We have some other dairy products you might be less familiar with, though. In rural towns of North Korea, people often drink goat milk, something which in my personal opinion always tasted way better than cow milk!
Once, when I visited a rural town on vacation, a North Korean family I met had a goat at their house. They offered me a cup of goat milk, which had to be boiled first and have a pinch of salt added to it. They then poured it over some rice to eat themselves. I never thought anyone would eat rice soaked in goat milk. I thought “yuk” just at the thought of it. But when I actually tried it, it tasted way better than I had imagined.

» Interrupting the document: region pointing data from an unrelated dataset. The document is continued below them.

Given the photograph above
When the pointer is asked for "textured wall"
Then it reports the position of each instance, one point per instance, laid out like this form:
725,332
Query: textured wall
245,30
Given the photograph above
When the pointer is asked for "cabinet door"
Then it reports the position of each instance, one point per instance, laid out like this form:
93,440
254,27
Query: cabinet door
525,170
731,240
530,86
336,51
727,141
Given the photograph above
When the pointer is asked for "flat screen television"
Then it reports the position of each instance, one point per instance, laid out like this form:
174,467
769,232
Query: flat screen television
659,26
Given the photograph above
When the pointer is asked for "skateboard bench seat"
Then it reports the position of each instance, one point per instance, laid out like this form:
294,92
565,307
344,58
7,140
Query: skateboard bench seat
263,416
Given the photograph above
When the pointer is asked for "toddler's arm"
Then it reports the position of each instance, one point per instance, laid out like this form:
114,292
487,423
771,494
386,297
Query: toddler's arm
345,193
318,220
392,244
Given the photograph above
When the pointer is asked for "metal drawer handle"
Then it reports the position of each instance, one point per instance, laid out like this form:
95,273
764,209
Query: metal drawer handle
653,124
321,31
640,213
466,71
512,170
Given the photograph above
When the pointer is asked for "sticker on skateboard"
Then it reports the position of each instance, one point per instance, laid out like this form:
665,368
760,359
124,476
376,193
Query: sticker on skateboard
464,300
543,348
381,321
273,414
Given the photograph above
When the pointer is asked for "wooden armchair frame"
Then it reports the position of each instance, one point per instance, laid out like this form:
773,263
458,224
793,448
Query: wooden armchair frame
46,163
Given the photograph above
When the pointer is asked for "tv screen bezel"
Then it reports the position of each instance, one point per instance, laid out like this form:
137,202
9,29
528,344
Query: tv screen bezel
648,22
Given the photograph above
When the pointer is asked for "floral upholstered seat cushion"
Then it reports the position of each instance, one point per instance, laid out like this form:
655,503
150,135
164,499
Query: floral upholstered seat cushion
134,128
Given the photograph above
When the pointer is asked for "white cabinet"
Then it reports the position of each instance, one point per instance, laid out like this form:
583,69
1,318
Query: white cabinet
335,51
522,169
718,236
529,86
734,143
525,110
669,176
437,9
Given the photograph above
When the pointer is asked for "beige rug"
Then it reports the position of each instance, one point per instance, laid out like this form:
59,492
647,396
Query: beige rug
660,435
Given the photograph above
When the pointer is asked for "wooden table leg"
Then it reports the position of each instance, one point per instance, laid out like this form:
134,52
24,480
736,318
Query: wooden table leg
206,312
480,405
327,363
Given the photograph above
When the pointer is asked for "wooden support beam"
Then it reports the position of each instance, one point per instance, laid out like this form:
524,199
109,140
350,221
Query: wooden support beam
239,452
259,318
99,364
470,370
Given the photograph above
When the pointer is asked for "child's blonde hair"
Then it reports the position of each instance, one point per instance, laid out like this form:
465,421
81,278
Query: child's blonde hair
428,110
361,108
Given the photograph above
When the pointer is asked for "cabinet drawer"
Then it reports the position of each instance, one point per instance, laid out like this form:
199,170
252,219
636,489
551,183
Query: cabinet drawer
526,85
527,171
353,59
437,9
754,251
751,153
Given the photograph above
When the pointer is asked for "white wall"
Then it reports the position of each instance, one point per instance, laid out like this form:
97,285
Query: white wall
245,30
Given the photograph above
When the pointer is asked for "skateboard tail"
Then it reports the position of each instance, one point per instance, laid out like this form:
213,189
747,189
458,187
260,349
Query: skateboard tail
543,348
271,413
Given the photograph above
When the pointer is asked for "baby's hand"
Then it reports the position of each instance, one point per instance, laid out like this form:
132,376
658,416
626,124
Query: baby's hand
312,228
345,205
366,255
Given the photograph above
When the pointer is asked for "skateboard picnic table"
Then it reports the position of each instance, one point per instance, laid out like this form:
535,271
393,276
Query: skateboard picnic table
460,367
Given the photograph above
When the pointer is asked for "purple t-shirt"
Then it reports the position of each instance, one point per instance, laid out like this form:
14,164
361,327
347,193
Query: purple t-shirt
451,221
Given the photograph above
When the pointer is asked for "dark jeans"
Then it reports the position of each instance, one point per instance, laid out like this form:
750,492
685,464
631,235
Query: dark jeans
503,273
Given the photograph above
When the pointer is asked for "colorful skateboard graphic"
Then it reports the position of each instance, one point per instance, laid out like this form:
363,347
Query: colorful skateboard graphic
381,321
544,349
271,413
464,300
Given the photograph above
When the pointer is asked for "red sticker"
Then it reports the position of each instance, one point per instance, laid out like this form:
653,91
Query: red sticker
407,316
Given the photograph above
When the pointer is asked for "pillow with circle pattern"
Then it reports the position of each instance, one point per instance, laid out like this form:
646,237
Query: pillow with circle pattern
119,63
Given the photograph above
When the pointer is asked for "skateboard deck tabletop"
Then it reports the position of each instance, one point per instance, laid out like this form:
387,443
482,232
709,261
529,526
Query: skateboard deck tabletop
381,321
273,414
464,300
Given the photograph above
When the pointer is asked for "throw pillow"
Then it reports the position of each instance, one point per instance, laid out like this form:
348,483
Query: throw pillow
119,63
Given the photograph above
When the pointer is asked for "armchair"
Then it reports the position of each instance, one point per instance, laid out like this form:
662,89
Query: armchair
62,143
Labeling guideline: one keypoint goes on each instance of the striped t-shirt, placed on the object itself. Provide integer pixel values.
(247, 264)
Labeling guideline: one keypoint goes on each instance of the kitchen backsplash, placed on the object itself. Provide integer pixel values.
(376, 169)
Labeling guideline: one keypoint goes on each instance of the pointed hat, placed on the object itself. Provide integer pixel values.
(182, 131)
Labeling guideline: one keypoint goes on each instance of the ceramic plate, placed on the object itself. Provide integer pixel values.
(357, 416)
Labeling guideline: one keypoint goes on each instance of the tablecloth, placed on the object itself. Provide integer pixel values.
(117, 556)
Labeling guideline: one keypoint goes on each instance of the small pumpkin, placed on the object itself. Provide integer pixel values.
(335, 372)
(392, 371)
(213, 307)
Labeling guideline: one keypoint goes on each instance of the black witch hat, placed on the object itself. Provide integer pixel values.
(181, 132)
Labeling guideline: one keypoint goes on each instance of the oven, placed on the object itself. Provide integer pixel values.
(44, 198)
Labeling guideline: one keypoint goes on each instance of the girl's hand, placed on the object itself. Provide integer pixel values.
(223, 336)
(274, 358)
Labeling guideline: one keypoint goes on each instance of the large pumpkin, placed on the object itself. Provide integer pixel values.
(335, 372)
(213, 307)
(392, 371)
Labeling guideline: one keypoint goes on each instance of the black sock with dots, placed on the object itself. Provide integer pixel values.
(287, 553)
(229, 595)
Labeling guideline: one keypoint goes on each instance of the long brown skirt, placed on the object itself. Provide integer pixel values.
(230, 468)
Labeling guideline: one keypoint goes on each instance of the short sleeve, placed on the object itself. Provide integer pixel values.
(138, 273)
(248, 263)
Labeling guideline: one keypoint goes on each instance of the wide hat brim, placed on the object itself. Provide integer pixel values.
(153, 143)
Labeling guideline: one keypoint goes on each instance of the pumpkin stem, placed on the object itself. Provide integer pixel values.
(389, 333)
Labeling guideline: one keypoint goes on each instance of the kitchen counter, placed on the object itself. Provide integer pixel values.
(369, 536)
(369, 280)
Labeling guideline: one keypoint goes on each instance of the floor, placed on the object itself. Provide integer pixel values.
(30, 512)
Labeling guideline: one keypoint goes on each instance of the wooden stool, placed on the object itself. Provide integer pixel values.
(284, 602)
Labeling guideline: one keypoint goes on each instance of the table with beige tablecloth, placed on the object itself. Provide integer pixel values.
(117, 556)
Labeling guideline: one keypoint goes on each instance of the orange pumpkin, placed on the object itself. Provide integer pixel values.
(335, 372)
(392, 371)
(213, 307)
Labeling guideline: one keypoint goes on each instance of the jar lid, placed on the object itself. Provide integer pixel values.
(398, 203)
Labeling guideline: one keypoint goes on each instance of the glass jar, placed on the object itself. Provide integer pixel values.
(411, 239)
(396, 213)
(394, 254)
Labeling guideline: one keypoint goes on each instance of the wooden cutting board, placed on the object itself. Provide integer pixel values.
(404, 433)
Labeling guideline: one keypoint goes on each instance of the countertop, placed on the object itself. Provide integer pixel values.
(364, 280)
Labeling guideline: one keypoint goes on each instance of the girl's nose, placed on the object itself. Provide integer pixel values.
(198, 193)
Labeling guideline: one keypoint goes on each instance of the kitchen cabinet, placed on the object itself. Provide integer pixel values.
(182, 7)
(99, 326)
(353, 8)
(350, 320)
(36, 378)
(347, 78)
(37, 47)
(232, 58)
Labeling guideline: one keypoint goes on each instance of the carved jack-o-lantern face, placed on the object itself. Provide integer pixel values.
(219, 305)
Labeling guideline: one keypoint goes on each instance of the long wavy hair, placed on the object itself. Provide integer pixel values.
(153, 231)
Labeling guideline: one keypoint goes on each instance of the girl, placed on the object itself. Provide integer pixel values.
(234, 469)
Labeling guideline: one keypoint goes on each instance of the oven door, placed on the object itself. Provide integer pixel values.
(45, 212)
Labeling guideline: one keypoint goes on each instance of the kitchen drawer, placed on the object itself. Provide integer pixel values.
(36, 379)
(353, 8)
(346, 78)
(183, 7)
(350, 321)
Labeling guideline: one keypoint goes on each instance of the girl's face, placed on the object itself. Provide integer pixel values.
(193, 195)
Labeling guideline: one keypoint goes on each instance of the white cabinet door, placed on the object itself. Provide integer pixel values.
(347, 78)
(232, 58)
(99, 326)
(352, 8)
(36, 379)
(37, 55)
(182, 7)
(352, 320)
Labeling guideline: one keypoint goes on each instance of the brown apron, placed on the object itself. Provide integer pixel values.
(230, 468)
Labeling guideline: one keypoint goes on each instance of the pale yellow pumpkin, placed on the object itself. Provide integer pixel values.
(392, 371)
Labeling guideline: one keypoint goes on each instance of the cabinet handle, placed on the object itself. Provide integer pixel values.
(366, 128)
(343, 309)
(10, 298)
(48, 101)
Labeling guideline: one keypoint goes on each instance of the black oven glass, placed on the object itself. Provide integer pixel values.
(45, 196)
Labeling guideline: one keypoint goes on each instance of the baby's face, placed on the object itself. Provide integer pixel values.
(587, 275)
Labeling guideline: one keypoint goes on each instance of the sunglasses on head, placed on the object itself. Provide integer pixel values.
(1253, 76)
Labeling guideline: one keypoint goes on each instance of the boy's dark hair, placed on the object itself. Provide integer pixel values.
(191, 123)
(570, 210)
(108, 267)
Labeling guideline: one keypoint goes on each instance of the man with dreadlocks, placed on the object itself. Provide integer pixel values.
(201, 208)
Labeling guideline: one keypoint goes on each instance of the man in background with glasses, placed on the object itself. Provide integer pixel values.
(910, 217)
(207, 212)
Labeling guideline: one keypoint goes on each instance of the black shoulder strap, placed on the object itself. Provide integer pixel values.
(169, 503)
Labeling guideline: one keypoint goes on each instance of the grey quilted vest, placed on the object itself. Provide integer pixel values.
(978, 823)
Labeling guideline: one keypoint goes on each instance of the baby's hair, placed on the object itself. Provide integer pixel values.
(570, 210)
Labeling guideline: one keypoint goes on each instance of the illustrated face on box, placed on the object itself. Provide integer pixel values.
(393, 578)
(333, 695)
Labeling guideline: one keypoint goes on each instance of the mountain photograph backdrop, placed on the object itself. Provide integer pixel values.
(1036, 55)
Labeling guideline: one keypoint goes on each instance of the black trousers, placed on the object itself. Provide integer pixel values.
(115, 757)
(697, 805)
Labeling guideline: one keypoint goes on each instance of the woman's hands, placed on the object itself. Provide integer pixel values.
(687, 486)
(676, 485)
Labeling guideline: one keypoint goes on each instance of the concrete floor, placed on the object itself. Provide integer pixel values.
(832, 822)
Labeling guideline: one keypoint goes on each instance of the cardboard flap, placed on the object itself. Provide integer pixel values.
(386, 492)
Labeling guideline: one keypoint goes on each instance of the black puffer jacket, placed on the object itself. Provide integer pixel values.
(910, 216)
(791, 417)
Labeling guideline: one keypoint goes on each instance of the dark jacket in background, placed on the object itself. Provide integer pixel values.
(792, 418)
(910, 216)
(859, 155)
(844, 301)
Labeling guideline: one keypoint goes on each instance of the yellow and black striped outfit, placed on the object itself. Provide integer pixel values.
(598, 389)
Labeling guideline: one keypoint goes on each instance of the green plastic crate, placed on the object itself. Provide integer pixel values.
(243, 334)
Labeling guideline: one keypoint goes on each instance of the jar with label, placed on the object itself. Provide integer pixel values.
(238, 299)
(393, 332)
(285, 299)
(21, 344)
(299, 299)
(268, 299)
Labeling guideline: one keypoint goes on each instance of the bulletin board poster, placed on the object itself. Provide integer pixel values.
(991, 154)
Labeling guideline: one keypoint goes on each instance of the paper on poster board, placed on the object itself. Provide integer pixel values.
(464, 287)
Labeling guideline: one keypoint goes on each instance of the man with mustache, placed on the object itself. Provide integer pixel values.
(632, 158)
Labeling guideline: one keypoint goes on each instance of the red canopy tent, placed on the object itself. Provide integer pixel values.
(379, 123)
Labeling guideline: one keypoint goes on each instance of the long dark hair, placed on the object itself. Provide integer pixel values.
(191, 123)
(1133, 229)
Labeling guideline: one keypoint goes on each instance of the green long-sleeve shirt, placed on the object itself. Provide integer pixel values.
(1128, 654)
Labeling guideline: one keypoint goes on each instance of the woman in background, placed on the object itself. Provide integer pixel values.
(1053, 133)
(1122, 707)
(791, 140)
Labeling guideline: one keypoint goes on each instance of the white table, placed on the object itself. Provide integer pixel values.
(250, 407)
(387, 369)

They even put “sujebi” in goat milk – and it was so good that I still cannot forget how delicious it was.
Because of everything I’ve said so far, you can understand that not many dairy products are made in North Korean factories. I’m sure there are some that produce cheese, butter, and milk in more affluent places such as Pyongyang. But we didn’t have any factories where they produced such dairy products in my hometown.
At the factory which produced ice cream in my hometown, though, they would produce yogurt from time to time. Disappointingly, it didn’t taste any good compared to yogurt produced in Pyongyang. But while they didn’t make yogurt all year round, ice cream there was much easier to get from them. That’s because that ice cream factory wasn’t making the product on behalf of the North Korean government: it was simply selling its product line for the purpose of making profits and money. As a result, that factory hardly ever ran out of electricity and power shortages were another world to them.
That factory was also good for us because we could buy ice cubes and ice cream from it, even on a blazing hot summer day, as long as we had money. Consequently, those who sold naengmyeon (cold noodles) and icy water bought their ice cubes from such factories.
To conclude, you can buy almost everything in North Korea as long as you have money. But exceptions exist when it comes down to dairy products such as milk and cheese. And in particular, milk and cheese are not easy to buy over there.
Of course, rich people in Pyongyang who have a fridge at home and steady access to electricity don’t have to worry about anything and they can buy milk and cheese anytime they want! But at least in my hometown, there rarely was demand for milk and cheese.